My heart beats louder than the sound of my breathing as I descend near a scalloped hammerhead cleaning station off Cocos Island, Costa Rica. Without bubbles, all my senses seem more acute and heightened. I am aware of the mechanical aspect of my breathing and the drum of my pulse in my head, but these human signals are not passed through the water — fish barely acknowledge my presence. They shift enough to allow my passage, as if I am just another ocean denizen.
I see hammerheads in the distance, cruising deeper, slowly sweeping their signature cephalofoil back and forth. Then, from the corner of my eye, I see a single hammerhead gliding over the rocky reef where I am kneeling. My black wetsuit blends with the dark rock, so I hope only motion could give me away. The shark is still swimming — almost at me, but slowing as the butterflyfish start to ascend to their salon guest. I realize the shark appears to be in some kind of stasis — not really swimming, but gliding forward like a moving boat with the motor turned off.

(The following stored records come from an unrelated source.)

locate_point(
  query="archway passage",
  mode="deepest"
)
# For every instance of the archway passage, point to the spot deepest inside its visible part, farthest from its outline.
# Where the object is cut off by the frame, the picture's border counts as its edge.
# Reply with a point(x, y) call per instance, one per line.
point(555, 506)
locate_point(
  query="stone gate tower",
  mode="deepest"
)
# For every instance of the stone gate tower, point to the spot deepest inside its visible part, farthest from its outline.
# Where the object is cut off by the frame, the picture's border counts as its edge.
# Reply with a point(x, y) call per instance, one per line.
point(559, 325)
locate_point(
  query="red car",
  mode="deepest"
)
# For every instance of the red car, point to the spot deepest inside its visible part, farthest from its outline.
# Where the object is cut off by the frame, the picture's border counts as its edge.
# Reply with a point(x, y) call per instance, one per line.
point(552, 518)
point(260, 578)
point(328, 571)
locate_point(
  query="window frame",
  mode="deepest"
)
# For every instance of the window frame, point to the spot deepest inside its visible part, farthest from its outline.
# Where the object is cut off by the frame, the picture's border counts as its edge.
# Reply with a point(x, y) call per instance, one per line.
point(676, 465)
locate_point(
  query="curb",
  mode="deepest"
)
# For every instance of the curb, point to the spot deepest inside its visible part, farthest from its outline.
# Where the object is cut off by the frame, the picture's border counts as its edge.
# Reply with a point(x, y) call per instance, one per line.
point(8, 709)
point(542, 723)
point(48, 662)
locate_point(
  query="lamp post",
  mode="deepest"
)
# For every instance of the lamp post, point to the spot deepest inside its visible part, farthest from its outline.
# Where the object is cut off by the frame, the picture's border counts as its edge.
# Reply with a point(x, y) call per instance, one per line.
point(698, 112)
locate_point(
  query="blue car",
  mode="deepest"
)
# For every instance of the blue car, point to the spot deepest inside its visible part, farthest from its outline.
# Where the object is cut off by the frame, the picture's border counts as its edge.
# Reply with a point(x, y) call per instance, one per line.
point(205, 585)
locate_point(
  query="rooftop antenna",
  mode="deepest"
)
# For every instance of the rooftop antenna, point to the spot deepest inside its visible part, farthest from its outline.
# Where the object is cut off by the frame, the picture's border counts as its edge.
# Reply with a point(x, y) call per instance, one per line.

Even in my crouched position, it’s clear I’m in for a near-miss — at that moment, the tip of its left pectoral fin nicks my dome and triggers 6 feet of muscle and cartilage into an explosive exit. My heart beats its usual rhythm once again as a grin wraps around my mouthpiece.
Yes, perhaps a closer encounter than intended, but rebreathers are one more way to minimize our presence in the submerged world — giving us a better chance of seeing what the bubble-blowers cannot.